Llama2 Chatbot
I'll create a thread here with the source so it doesn't clutter the chat
13 Replies
I had to delete a few things about the model setup because the post was too long
I can share those as well.
do you have a github repo for the model setup?
Not yet. The model setup isn't super complicated, but you do need to request a download key from Facebook
sure just trying to reproduce locally. so it is outputting the llm result correct?
you just want the text to populate as it is generated?
Correct. @MaartenBreddels fix worked.
I'm happy to share my process. It's just involved to setup right now because this is very WIP. Basically you need to sign up to get access to llama 2, download a couple hundred gigs of models, convert them to another format, install a few libraries from git... It's just a mess right now.
I think we could probably create an example using some kind of streamlined functionality. For example, we could replicate this example by streaming converted tokens with a delay. We could be able to modify the new AI example to achieve this. It would be a proof of concept on how to replicate the openai UI that does the same thing, without having to run an actual model.
why is there no delay right now?
Ah, when I said delay, I meant add a small random delay to simulate the token generation speed of a large language model. It would be purely for visualization reasons.
ah, why don't you get a delay from the model by itself then, i expect the models to be slow, but it's not?
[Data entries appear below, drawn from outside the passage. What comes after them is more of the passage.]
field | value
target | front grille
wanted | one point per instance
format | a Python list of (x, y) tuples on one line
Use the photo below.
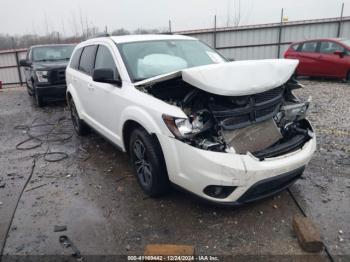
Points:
[(58, 76), (260, 107), (270, 186)]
I think we might be talking past each other a bit haha.
What I'm trying to say is that the models are fairly difficult to setup and run easily. So trying to set one up for an easy to run example might not be so easy. We could show the ability to have "real time" streaming responses from an AI model by simulating the processing delays with a random sleep.
It would just be to show the ability to create an updating text output.
Just to close the loop on my previous issue, here's a video of the final (working) solution
Ah, now I understand! Yes, we could show the UI that way until it's configured correctly
same with using openai, if you don't give a token, have some default reply, i like that idea
are you planning to write an article on that?
I'm not, but I'd be happy to provide an example and make a Tweet. I really don't like writing articles. I probably should do it more often.